Abstract Despite intensive efforts to improve current therapeutical strategies, breast cancer continues to be a life-shortening diagnosis for a significant number of affected women. Considering that the innervation density of breast cancers negatively correlates with the prognosis, the emerging field of Cancer Neuroscience, which deals with the reciprocal interactions between the nervous system and cancer cells, represents an attractive novel research direction. In fact, studies on breast cancer brain metastases have proven that the metastatic cells receive growth stimuli by hijacking healthy glutamatergic synapses. Beyond being capable of forming direct glutamatergic cancer-neuron synapses, primary brain tumor cells also connect to a multicellular intercommunicating network that contributes to therapy resistance. Whether similar mechanisms also apply to tumors outside the brain – accountable for the majority of cancer cases – remains unknown. Here, we aim at unraveling the functional role of intratumoral networks and the influence of (potential) direct primary breast cancer cell-neuron interactions. We hypothesize that purinergic signaling as a universal synaptic signaling mechanism enhances tumor growth. Through the application of ex vivo whole-organ tissue-clearing and nerve-labeling approaches, we noticed prevalent sensory and sympathetic innervation in the healthy and diseased murine mammary gland. Furthermore, we measured tumor cell proliferation rates in an in vitro model of primary murine sensory DRG-neurons co-cultured with breast cancer stem cells and compared these to monoculture controls.
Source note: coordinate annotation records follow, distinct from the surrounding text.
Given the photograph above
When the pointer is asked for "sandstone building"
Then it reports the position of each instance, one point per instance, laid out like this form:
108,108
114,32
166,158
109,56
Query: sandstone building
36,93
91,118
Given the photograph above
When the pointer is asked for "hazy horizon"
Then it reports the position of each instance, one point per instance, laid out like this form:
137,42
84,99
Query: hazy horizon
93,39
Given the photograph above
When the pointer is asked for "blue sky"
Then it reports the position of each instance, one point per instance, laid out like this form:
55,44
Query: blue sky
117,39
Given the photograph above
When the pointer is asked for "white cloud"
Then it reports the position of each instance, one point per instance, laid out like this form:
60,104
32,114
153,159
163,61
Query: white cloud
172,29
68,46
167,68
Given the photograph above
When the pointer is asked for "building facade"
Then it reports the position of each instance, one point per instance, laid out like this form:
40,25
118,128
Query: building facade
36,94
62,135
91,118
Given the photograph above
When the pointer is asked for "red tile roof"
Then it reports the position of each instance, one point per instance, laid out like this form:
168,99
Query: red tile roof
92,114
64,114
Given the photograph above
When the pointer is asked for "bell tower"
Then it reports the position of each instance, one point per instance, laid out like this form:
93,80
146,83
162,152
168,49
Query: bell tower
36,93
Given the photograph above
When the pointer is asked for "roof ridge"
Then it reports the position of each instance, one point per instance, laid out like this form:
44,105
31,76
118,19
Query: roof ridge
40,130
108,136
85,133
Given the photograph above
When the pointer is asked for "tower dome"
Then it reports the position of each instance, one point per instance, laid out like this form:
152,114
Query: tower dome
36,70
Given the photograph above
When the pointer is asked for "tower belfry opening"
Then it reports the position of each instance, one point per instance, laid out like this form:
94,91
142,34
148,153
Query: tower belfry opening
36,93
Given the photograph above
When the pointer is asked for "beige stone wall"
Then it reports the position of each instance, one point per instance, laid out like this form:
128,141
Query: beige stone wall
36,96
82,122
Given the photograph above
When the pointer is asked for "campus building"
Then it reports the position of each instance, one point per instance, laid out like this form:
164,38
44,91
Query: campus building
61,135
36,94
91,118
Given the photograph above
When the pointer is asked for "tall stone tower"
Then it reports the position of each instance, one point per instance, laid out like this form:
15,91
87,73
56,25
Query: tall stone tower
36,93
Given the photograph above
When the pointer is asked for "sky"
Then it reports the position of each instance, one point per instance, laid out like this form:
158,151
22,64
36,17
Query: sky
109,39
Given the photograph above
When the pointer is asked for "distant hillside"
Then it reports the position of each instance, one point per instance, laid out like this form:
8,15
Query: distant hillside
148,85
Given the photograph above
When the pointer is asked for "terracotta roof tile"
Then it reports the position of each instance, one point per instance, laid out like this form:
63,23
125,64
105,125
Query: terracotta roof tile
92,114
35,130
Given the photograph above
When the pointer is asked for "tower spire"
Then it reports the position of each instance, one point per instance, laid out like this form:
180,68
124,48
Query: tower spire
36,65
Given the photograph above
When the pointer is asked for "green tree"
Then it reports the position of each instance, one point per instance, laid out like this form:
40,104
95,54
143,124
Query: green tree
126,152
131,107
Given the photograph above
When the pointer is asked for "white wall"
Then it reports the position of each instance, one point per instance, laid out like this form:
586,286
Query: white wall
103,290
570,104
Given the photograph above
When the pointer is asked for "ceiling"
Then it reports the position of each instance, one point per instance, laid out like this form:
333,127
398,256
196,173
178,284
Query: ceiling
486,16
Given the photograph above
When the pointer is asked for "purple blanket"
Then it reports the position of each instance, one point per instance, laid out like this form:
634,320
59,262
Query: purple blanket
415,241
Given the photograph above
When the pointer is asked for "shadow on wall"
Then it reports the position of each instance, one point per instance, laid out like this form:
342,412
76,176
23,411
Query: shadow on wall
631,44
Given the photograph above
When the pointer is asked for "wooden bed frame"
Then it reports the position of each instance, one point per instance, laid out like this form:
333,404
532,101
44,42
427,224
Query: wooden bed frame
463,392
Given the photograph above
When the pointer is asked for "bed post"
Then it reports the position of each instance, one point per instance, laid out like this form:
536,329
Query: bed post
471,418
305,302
By implanting a mammary imaging window over the growing primary tumor, we longitudinally track the calcium activity of breast cancer cells in their natural microenvironment in the living mouse. We thereby are able to record co-activity of neighboring cells indicative of intratumoral network communication in primary breast cancers. Overall, our data support the existence of functional intra- and intertumoral breast cancer cell networks as an alternative therapeutical target. Future work needs to concentrate on unequivocally detecting direct neuron-cancer cell contacts.